His adventures started out with a small off-brand Cree LED clone and an ATiny15L that was collecting dust in his workshop. He built a simple circuit that would trigger the LED to light his subject, which in [Tom’s] case was a bowl of milk. Rather than using a motion or sound trigger, he opted to mount a small piezo to the bottom bowl, firing the LED any time a droplet hits the bowl’s surface.

The pictures he took were decent, but he knew he could get better results. He purchased a new, more powerful Cree LED, and wrote a small terminal program that allows him to tweak his flash parameters using his laptop. The results he gets now are far better – in fact, he has a whole gallery of pictures you can check out.

If you want to delve into high-speed photography as well, all of the schematics and code can be found on his blog.

7 thoughts on “ATtiny Hacks: DIY High-speed Photography LED Lighting Rig

  1. Maybe it’s just me, but I find the pictures rather dark.
    Still a low cost would be to use cheap flashes, maybe old flashes bought at low price. I’ve seen this done with single use camera flashes(many of them). But the project is very easily adaptable to a flash triggering.

  2. I’d be concerned about the time it takes for the LEDs to dim after flashing. White LEDs use a phosphor coating which take a significant time to stop glowing. It may not be much, but in a dark room it can muddle the exposure. You can see the effect by using a camera flash on a CRT.

    It could be largely eliminated by using RGB LEDs as white, but this is far more expensive. I’d stick with xenon flashes.

    1. Xenon flashes max out at 1/100,000th of a second due to the latency of the xenon gas. With the right led you can get down to 1/2,000,000th. An unmodified canon 580ex will only give 1/38,000th exposure. During that time a 500fps aurgun pellet will travel 1/8 of an inch!

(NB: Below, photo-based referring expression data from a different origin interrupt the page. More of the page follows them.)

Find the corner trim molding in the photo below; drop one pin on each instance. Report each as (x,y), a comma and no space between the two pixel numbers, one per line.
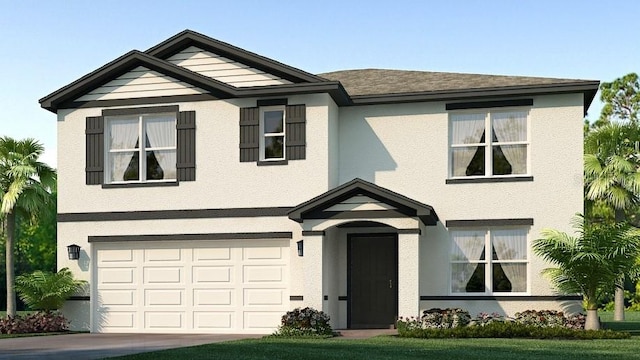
(489,222)
(190,237)
(174,214)
(503,298)
(489,180)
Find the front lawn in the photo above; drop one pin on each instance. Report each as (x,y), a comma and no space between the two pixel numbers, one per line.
(389,347)
(631,323)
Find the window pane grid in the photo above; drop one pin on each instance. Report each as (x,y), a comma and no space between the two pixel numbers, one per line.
(503,271)
(476,153)
(272,139)
(144,162)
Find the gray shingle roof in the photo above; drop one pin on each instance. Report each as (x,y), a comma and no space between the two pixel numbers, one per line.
(381,81)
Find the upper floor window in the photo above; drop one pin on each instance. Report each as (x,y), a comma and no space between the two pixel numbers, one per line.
(272,140)
(489,261)
(492,143)
(140,148)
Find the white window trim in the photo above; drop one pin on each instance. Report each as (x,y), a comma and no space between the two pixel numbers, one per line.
(488,261)
(264,109)
(488,144)
(141,150)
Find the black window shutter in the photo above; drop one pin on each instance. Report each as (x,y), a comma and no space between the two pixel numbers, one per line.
(249,134)
(94,169)
(186,151)
(295,133)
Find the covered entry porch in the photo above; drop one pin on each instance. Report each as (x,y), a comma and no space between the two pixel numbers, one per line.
(361,254)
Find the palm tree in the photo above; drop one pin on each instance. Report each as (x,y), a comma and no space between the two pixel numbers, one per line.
(47,291)
(611,166)
(591,262)
(612,180)
(25,185)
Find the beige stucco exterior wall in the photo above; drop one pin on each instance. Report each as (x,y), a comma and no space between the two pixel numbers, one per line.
(405,149)
(222,181)
(401,147)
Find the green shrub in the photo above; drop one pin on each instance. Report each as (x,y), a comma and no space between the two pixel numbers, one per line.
(507,330)
(40,322)
(436,318)
(304,322)
(43,290)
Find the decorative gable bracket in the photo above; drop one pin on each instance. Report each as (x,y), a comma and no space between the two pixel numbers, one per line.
(389,204)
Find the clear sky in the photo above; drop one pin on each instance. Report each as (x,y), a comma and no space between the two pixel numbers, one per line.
(45,45)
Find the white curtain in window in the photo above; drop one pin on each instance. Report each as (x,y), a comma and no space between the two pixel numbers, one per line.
(123,135)
(161,133)
(512,126)
(466,129)
(512,245)
(467,246)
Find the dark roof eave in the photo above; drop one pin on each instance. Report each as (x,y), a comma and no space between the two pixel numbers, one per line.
(588,88)
(333,88)
(424,212)
(189,37)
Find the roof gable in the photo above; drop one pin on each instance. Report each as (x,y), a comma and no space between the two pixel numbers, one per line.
(189,38)
(124,64)
(223,69)
(325,205)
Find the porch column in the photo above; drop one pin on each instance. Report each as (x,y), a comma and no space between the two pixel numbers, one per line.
(313,271)
(409,274)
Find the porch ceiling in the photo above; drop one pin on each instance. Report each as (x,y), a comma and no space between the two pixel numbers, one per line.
(401,206)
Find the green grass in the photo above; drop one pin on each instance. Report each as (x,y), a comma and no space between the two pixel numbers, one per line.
(389,347)
(630,324)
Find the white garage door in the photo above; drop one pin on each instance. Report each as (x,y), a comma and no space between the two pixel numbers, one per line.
(236,286)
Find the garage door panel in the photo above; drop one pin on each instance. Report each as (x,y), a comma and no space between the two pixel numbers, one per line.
(117,297)
(111,256)
(164,255)
(204,297)
(116,276)
(163,297)
(213,319)
(212,274)
(118,320)
(256,274)
(163,275)
(259,253)
(254,297)
(235,286)
(260,320)
(209,254)
(163,320)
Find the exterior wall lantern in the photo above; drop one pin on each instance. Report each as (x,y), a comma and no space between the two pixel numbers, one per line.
(74,252)
(300,247)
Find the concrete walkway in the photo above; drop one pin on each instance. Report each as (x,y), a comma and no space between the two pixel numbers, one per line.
(99,346)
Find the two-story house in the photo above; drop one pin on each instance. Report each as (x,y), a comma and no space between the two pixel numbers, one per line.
(211,190)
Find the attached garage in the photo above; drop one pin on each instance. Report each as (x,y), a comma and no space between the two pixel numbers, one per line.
(221,286)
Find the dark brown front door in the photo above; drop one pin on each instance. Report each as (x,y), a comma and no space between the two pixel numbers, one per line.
(372,280)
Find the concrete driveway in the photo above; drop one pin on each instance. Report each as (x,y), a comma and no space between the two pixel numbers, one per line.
(99,346)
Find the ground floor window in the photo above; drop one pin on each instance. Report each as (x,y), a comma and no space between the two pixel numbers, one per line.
(488,261)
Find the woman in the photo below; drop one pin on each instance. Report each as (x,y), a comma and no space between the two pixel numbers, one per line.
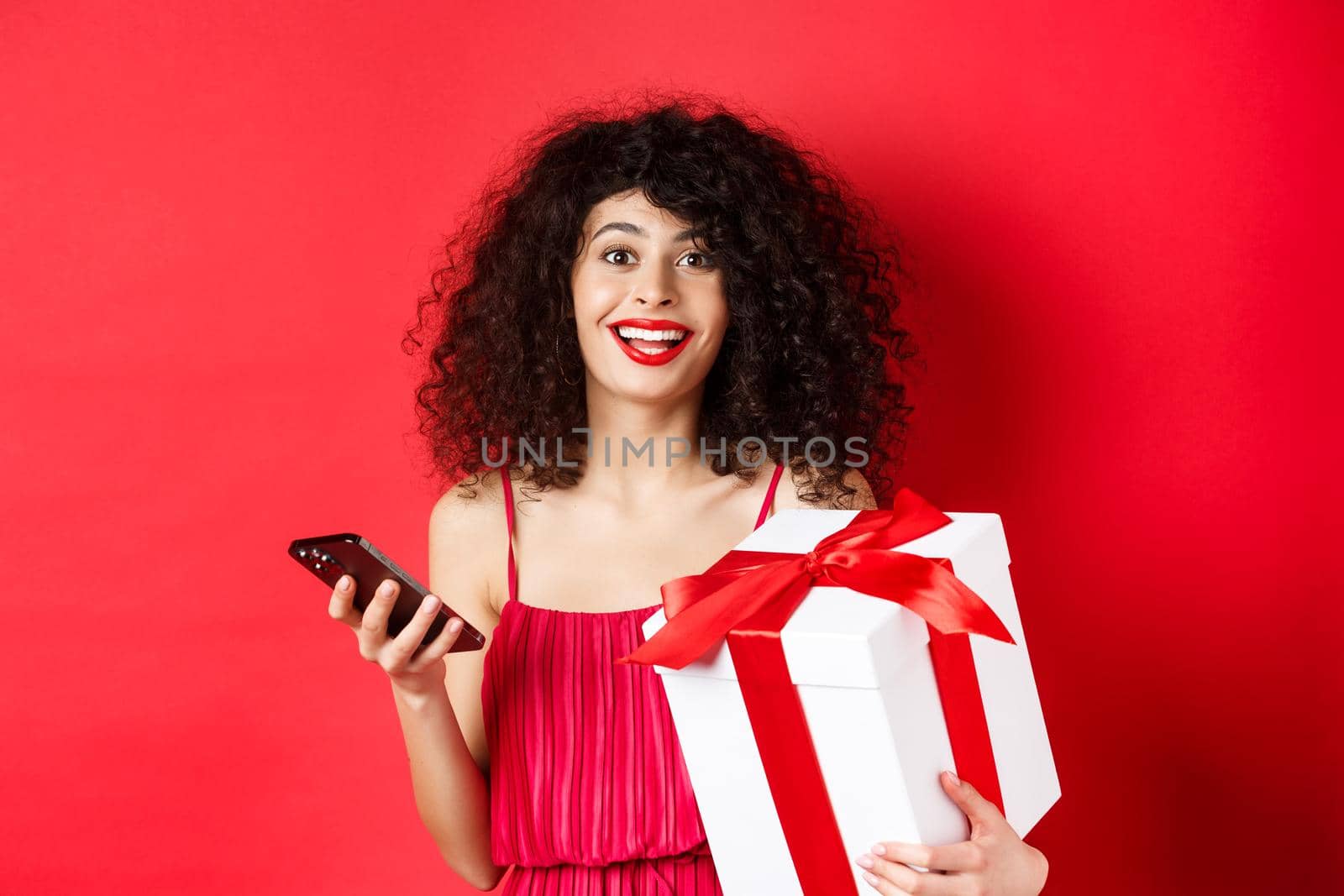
(664,305)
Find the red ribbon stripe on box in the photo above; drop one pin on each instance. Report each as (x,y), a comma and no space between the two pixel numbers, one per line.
(749,595)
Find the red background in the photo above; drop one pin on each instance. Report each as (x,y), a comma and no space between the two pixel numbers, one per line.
(215,219)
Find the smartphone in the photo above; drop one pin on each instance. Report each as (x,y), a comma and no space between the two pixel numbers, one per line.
(331,557)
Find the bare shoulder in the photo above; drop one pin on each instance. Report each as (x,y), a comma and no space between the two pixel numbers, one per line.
(806,476)
(468,537)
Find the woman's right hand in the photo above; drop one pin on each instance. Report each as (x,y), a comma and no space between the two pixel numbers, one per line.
(418,674)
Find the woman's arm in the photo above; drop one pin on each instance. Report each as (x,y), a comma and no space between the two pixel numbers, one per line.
(444,731)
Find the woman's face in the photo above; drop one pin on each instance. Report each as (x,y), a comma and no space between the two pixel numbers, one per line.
(649,307)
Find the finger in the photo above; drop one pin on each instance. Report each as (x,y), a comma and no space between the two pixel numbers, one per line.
(342,606)
(979,810)
(436,649)
(884,886)
(374,627)
(401,647)
(967,856)
(907,880)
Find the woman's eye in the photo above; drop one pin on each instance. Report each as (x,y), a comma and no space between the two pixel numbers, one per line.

  3. I have to admit I am pretty basic at photography.

    I thought high speed photography is all about fast shutter speed? I mean, wouldn’t it be better to use a camera with faster shutter speed? Then you don’t even need a flash light. I saw some amazing results with some Canons with CHDK.

    1. Digital compacts have electronic shutters so they can have as fast a shutter speed as you want (within reason) whereas DSLRs (and normal film SLRs) have a mechanical shutter that can sync only to about 1/250th of a second at the fastest.

      By having a dark room and a short flash of light you are effectively getting a much shorter shutter duration so you can capture things like balloons popping etc. In this case, it makes the equipment somewhat portable.

      For photos like this though it’s probably a waste time using high powered LEDs – for the price of three or four you can pick up a cheap flash gun from eBay and have bright, well exposed photos with a lot of detail in the images.

      You do however lose out on the pulse length control Tom mentions and you will have to wait for the flash to recycle.

      I like the piezo triggering, that’s neat.

  4. I’ve heard of something along these lines being done for making DIY holograms.

    In this case they used a flashtube triggered IR YAG laser to pump a KTP crystal and generate a brief pulse of green light.

    Apparently some of the laser diodes used in fast DVD writers (cough Bluray /cough) are capable of being pulsed for very short times indeed, the trick seems to be to bias the dioe just below its lasing threshold with three crossed polarising filters to block the incoherent LED light.

    IIRC the polariser trick works due to quantum mechanics, similar to the two slit experiment.

  5. Thanks for all the interest. One advantage of using an LED as light source is that it can be fired repeatedly. I used this in some of my water drop photos where there is a “crown” with a column of water in the middle. Something I haven’t seen elsewhere.

    The images really are a bit dark, this could be improved by using more LEDs for relatively little extra cost.